A spokeswoman for QinetiQ said “no single technology can address every eventuality or security risk”.
“QinetiQ’s passive millimetre wave system, SPO, is a… people-screening system which can identify potential security threats concealed on the human body. It is not a checkpoint security system.
“SPO can effectively shortlist people who may need further investigation, either via other technology such as x-rays, or human intervention such as a pat-down search.”

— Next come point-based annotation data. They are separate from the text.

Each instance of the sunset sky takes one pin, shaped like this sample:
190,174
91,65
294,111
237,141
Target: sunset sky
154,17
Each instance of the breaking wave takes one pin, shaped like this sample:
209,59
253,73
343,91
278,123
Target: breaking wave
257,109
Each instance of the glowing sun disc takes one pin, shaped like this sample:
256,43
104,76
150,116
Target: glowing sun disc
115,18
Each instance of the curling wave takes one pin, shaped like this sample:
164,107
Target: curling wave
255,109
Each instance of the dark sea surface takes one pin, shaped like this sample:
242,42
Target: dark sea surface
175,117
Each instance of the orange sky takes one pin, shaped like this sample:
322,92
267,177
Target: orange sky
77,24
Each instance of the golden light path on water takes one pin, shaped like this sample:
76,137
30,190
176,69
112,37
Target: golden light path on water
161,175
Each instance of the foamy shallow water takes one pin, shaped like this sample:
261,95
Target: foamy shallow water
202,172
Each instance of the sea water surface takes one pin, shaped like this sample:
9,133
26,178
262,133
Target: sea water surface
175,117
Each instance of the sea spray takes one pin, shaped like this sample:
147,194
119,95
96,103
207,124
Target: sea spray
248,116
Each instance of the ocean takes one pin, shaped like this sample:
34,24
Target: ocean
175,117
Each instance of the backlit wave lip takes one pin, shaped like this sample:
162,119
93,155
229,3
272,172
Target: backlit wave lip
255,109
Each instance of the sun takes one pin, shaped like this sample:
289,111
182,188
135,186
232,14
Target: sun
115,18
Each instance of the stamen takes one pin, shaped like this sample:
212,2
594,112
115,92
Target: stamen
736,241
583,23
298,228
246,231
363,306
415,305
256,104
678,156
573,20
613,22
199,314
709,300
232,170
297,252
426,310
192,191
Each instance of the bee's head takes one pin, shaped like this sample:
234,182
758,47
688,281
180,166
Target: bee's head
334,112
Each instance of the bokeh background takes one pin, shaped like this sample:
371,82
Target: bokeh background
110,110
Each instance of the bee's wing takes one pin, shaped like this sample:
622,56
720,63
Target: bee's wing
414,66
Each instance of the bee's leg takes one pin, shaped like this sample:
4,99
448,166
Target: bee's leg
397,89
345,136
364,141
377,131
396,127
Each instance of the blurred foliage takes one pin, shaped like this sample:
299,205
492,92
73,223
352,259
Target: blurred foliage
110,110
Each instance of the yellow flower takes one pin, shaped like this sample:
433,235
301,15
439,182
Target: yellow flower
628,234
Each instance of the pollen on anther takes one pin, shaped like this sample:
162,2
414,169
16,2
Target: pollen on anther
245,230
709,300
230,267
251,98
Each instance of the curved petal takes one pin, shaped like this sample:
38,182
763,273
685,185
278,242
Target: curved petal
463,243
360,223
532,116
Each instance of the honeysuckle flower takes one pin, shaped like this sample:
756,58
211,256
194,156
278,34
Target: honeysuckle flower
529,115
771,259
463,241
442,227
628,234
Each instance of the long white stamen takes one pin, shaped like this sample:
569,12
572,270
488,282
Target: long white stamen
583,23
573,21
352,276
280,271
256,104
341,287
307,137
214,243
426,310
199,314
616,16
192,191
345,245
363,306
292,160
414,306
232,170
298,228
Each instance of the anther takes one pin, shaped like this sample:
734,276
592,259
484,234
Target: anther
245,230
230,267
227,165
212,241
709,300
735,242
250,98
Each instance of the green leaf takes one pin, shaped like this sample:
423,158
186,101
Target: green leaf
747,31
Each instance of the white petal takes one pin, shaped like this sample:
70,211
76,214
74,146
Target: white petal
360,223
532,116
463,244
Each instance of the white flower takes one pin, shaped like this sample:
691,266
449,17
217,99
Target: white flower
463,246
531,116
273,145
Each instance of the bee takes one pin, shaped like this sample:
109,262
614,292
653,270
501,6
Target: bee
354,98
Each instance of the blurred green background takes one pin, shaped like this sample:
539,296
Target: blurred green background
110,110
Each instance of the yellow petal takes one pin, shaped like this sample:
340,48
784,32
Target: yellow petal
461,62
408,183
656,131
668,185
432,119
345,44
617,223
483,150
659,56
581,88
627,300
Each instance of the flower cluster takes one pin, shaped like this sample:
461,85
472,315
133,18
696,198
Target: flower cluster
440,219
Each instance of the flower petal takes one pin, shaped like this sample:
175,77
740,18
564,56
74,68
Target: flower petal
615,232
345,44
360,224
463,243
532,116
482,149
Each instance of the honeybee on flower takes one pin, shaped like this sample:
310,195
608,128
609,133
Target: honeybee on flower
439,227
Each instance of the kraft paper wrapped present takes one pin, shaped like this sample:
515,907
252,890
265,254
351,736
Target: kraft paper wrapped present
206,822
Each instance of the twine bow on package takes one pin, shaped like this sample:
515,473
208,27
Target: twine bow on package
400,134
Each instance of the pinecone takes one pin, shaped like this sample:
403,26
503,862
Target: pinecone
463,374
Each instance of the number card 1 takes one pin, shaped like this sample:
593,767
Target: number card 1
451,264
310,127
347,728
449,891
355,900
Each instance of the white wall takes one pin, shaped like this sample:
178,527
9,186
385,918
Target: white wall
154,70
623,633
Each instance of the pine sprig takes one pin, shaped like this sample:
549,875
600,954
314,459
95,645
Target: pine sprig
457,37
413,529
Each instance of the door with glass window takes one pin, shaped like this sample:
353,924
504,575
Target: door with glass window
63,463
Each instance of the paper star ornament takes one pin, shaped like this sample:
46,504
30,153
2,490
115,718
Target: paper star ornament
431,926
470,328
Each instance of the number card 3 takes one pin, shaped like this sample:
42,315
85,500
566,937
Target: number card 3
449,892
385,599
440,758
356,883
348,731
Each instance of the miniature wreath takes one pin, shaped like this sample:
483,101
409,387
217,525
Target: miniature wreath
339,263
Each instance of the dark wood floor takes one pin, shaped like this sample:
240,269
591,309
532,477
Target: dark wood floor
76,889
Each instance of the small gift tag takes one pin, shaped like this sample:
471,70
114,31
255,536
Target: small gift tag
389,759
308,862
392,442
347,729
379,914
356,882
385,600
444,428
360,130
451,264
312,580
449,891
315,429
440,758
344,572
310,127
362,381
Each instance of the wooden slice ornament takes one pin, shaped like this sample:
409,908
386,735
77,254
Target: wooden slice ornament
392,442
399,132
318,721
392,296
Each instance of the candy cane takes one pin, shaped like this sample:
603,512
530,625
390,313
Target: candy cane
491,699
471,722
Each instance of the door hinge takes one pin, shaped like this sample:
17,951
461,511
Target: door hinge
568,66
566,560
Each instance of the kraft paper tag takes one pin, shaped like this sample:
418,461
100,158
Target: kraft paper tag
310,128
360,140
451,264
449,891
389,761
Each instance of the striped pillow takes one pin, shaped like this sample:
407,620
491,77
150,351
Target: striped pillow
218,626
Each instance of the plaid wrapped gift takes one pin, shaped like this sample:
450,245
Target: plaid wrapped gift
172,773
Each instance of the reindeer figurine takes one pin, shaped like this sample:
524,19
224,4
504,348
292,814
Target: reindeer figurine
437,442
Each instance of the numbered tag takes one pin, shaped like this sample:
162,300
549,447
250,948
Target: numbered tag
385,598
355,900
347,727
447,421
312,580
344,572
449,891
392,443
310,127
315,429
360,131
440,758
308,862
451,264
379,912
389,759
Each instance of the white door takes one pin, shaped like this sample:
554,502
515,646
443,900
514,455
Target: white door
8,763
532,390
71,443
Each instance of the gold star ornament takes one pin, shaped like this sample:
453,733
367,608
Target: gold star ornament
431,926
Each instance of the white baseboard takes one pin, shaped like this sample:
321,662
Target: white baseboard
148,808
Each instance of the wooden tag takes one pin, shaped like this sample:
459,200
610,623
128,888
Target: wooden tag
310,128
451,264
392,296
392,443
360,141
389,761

rob • January 4, 2010 6:48 AM
I’m irritated that millimeter wave full-body scanners are now going to be installed and treated as a panacea in all airports. The brits already demonstrated that the scanners don’t even see this sort of thing. Perhaps they’d have noticed the syringe, but certainly nothing else.
I also wonder why people keep calling this a “failed terror(ist)” attack. It didn’t fail at all – we’ve become (if possible) even more terrified.
And by “we” I mean our governments. Personally, I’m more afraid of the drivers yakking on their cell phones while they drink coffee and try to remember what airline they are on while attempting to negotiate the roads to the airport.